同基金共同代表の木本さゆりさん(49)は言う。
「今は何でもなくても、影響がいつ表れるかわからない以上、不安を持つ保護者やお子さんの気持ちによりそって検査を続けたいと思います」
原発事故で放出された放射性ヨウ素はすでに消滅しているが、半減期が約30年のセシウム137は、今も放射線を出し続けている。放射線に長い間少しずつさらされると、時間がたって健康に影響が表れることが多いといわれる。原発事故から8年になろうとしても不安を持つ人がいるのはそのためだ。
12年4月から活動する市民放射線測定所・NPO法人「新宿代々木市民測定所」(東京都)には、今も全国から尿や野菜、コメ、キノコ、公園の土壌など月50件近い測定の依頼が来る。理事・伏屋(ふせや)弓子さんは言う。

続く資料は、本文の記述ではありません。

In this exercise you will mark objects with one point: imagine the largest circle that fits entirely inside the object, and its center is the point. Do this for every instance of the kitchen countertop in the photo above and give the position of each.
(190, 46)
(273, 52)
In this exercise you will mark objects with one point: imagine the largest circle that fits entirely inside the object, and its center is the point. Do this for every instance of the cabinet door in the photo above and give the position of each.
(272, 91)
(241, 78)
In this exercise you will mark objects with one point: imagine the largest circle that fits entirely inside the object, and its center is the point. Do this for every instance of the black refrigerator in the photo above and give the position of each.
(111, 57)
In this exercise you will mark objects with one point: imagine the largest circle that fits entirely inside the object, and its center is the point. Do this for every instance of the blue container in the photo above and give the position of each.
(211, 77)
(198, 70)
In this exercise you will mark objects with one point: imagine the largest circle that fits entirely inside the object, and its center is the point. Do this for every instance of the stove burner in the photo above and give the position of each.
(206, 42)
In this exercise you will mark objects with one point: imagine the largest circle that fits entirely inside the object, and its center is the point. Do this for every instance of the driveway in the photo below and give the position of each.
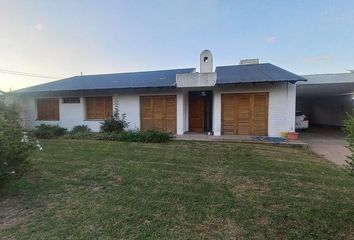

「事故直後から食べ物に対する不安の温度差はありました。今も同じ。健康への被害を心配される人は少なくありません」
放射能のリスクとどう向き合えばいいのか。環境中のさまざまな放射能測定に取り組む、東京大学大学院助教の小豆川勝見(しょうずがわかつみ)さん(環境分析化学)は、課題のひとつに教育を挙げる。
「学校でも教師の多くは放射能について十分な知識を持たないのではないでしょうか」
必要なのは、セシウムとは何か、放射線とは何なのかを知り気兼ねなく話し合いができる環境。そのためには、特に若い世代への教育が必要だと説く。
「放射能の議論は必ず次の世代にも影響する。学校教育などでしっかり放射能の話をしなければいけない」
では、いまこの瞬間に何をすべきなのか。冒頭で紹介した甲状腺エコー検査の協力医の一人で、島根大学医学部の野宗(のそう)義博・特任教授は次のように話した。
「低線量での放射能の健康被害はわかっていない。しかし、リスクがゼロでない以上、検査には意義がある。がんが見つかればショックかもしれませんが、すぐに処置すれば小さな手術で済む。大切なのは継続して検査を行うことです」
復興が進み、戻りつつある「日常」と、終わらない「困難」。背負ったものの重さを改めて思った。